Reviewed on March 1st, 2010

by Carmen DiGiovine, PhD, Roger Little, MS, ATP, & Ed LoPresti, PhD, ATP

The review of the iPod Touch by Apple is the first in a series of device evaluations. We will focus on devices specifically aimed at assisting individuals with a cognitive disability. The criteria described by Batavia and Hammer will be utilized to review each of the assistive technology devices reviewed in this series. Though each of the criteria may not directly apply to each device, the list provides a consistent framework for comparison across technologies.

The Touch has accessibility features designed primarily for individuals with low and no vision. However, we will focus on the features and 3rd party applications that have the potential to improve the function of individuals with a cognitive disability. Professionals with clinical experience in the field of assistive technology will produce the reviews. We recognize that the consumer must provide the ultimate evaluation of the device in terms of user satisfaction; yet, these reviews provide a level of consistency given that the reviewers evaluate these devices for individuals with disabilities on a regular basis.

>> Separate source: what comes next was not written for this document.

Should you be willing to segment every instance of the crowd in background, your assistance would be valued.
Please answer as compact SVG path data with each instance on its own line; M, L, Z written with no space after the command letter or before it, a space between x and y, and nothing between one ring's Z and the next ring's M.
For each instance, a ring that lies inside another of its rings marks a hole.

The iPod Touch is a consumer electronic device that has a suite of productivity tools that allow individuals to manage their day-to-day activities. The core features of the device include contact management, calendaring, email and internet applications, along with a music player. The flexibility of the system is limitless given the adjustability of the system itself and the expanse of 3rd party applications that are available for the device. However, the flexibility produces the potential for extreme complexity for all potential users, especially individuals with a cognitive disability. The review below, investigates the characteristics of the Touch, with regards to increasing the functional capabilities of individuals with a cognitive disability.

Indications

As an external cueing system, the Touch can benefit individuals with limitations in prospective memory, self-initiation, and orientation to time through standard Calendar and Clock applications (“apps”). Using these apps, the Touch has the ability to remind the individual to perform a task at the appropriate time. The Touch can further benefit individuals with impairments in attention, concentration, sequencing, organization, and planning through third-party apps such as “ToDo” and “Notebook” which provide support for creating and following lists, including static step-by-step tasks. The Touch can further benefit individuals with memory impairments through “Notebook” and Digital Recorder apps which support entering typed or recorded voice notes.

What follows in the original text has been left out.